Um abaixo-assinado com 2040 assinaturas está a exigir a requalificação da Central de Camionagem de Vila Verde.

As assinaturas foram entregues ao Executivo na Assembleia Municipal por uma delegação em representação de um coletivo de trabalhadores, motoristas, utentes e lojistas da Central de Camionagem.

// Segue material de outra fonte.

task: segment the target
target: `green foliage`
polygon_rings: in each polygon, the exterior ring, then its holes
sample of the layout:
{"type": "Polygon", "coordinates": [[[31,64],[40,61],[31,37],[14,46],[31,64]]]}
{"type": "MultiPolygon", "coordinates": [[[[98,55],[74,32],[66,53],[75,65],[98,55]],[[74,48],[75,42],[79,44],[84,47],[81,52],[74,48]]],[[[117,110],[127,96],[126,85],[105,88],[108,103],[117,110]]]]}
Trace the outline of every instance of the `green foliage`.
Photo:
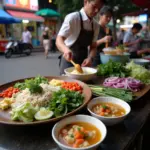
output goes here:
{"type": "Polygon", "coordinates": [[[58,10],[64,18],[71,12],[79,11],[83,7],[83,0],[55,0],[55,4],[57,4],[58,10]]]}
{"type": "MultiPolygon", "coordinates": [[[[68,13],[79,11],[83,7],[84,0],[55,0],[58,10],[64,18],[68,13]]],[[[119,9],[116,11],[116,18],[121,18],[121,15],[128,12],[139,10],[139,8],[132,3],[131,0],[106,0],[107,4],[114,8],[117,6],[119,9]]]]}

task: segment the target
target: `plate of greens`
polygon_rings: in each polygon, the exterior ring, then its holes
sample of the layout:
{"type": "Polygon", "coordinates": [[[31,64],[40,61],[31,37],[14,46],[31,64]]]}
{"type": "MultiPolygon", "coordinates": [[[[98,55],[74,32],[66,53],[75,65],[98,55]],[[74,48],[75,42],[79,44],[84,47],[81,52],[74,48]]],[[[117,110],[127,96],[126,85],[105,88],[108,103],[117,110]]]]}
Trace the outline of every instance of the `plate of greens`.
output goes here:
{"type": "Polygon", "coordinates": [[[0,123],[37,125],[56,122],[81,110],[91,89],[68,77],[32,77],[0,86],[0,123]]]}

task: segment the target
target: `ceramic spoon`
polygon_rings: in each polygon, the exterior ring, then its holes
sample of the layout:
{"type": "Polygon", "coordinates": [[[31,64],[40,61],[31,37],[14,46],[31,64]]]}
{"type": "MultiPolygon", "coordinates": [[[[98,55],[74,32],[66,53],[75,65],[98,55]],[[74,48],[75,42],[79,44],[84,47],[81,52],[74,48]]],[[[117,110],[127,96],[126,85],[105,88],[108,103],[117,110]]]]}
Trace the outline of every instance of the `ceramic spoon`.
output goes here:
{"type": "Polygon", "coordinates": [[[81,68],[81,66],[79,64],[76,64],[73,60],[70,60],[70,62],[74,65],[75,69],[80,72],[83,73],[83,70],[81,68]]]}

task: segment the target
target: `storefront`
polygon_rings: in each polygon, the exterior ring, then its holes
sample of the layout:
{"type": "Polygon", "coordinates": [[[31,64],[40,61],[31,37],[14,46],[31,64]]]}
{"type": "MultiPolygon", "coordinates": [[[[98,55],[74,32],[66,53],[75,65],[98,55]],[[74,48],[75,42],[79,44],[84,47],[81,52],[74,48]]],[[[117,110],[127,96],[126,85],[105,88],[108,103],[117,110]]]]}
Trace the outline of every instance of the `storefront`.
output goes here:
{"type": "Polygon", "coordinates": [[[24,27],[32,34],[33,46],[39,45],[41,25],[44,18],[35,15],[38,10],[38,0],[4,0],[5,11],[22,20],[21,24],[7,25],[6,34],[15,40],[20,40],[24,27]]]}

“As instalações da Central de Camionagem de Vila Verde encontram-se há vários anos num estado evidente de degradação e abandono, resultante de anos de falta de manutenção e investimento, situação que se agravou com o incêndio ocorrido em março de 2025. Atualmente, esta infraestrutura não oferece condições mínimas de segurança, conforto e dignidade para utentes, trabalhadores e comerciantes, representando um risco real para todos os que a utilizam diariamente. Quase um ano após o incêndio, continua a não existir qualquer informação pública sobre um plano concreto da Câmara Municipal para a recuperação integral da Central de Camionagem. Esta ausência de resposta é inaceitável, sobretudo tratando-se de um equipamento essencial, utilizado diariamente por centenas de pessoas e fundamental para garantir o direito à mobilidade no concelho”, refere a delegação.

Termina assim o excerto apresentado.